Verantwortungslos oder gar asozial ist es nämlich auch, öffentlich so zu tun, als dürfe in diesem Land jemand selbst entscheiden, ob er Steuern zahlt oder nicht. Ich will uns auch die Diskussion ersparen, ob es die doppelten Standards gibt, den Herr Gauck bemängelt. In gewisser Weise gibt es die gewiss, manchmal so, wie er meint, und manchmal anders, aber ansonsten erzählt er einfach Quatsch, wenn er fordert, zu prüfen,

ob nicht auch strengere Gesetze nötig sind, die aus einer fragwürdigen Handlung einen Straftatbestand machen

Ich weiß nicht, wie es euch geht, aber ich finde beim besten Willen keine Interpretation dieser Forderung, die nicht impliziert, Steuerhinterziehung sei derzeit noch kein Straftatbestand, sondern nur eine fragwürdige Handlung.

Dieses Gefühl gefährdet unsere Demokratie.

was in meinen Augen bekanntlich nicht notwendigerweise etwas Schlechtes ist, aber trotzdem: Herr Gauck, die Weigerung, Ihrem Arbeitgeber die von diesem festgelegten Summen zu zahlen, ist bereits strafbar, und zwar, falls Sie das interessiert, auch ganz ordentlich. Wer zum Beispiel eines anderen Kind entführt, mit Kindern handelt, einen anderen Menschen gegen dessen Willen mehrere Tage einsperrt, oder jemanden erpresst oder körperlich misshandelt, wird auf demselben Niveau bestraft wie jemand, der doch selbst entscheiden möchte, ob er Ihre Luxuslimousine, den Krieg in Afghanistan, Strafen für einvernehmlichen Sex oder das Gehalt von Bischof Marx bezahlt. Öffentlich so zu tun, als wäre es anders, gerade in einer besonderen Position wie der Ihren, finde ich ausgesprochen verantwortungslos.

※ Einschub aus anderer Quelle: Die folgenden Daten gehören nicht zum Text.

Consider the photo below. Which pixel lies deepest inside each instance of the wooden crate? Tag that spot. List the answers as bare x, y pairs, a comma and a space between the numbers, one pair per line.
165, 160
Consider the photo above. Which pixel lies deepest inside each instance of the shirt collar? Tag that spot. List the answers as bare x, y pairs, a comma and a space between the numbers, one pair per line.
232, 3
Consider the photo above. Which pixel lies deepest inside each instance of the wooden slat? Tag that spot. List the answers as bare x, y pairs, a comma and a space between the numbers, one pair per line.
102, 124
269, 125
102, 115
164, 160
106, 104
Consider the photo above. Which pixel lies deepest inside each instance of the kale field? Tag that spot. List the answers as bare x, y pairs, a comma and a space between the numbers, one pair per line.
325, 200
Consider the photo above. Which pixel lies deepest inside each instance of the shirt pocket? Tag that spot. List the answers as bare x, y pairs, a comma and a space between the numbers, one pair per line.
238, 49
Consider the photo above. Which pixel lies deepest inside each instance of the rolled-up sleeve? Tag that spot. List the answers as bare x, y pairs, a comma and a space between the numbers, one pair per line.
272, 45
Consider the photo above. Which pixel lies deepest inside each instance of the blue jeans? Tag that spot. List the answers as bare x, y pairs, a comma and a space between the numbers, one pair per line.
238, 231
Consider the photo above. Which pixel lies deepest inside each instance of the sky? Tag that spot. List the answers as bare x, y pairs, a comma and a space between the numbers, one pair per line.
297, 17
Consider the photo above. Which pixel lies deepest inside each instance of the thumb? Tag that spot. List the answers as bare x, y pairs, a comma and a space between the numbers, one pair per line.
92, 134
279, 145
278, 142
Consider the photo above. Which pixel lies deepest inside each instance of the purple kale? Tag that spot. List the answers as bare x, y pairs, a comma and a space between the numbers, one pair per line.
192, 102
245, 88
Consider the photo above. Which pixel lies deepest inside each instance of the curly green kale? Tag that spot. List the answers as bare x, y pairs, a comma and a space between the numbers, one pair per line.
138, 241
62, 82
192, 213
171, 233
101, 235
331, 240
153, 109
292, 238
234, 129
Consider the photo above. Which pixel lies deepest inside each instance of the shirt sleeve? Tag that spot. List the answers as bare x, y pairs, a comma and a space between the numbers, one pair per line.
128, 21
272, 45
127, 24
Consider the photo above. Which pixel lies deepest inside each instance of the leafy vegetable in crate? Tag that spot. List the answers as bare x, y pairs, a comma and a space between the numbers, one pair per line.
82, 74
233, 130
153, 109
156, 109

Aber das ist bei Ihnen ja par for the course, wie man so sagt.


… uuuund wir haben einen Gewinner!

1. Juni 2012

Der hart umkämpfte Wanderpokal für die dümmste Äußerung zur Frage „Gehört der Islam zu Deutschland?“ geht heute an den CSU-Innenpolitiker Hans-Peter Uhl für seinen sensationallen Kommentar:

„Ich halte das, was Herr Gauck gesagt hat, für sehr klug. Nicht der Islam gehört zu Deutschland, sondern die Muslime, die hier auf Dauer leben. […] Der Islam bleibt für uns eine fremde Religion, dennoch sind die Muslime herzlich willkommen.“

Ich kann mir zwar gerade nicht vorstellen, wie das noch jemand toppen will, bin aber sicher, dass ich es bald erfahren werde.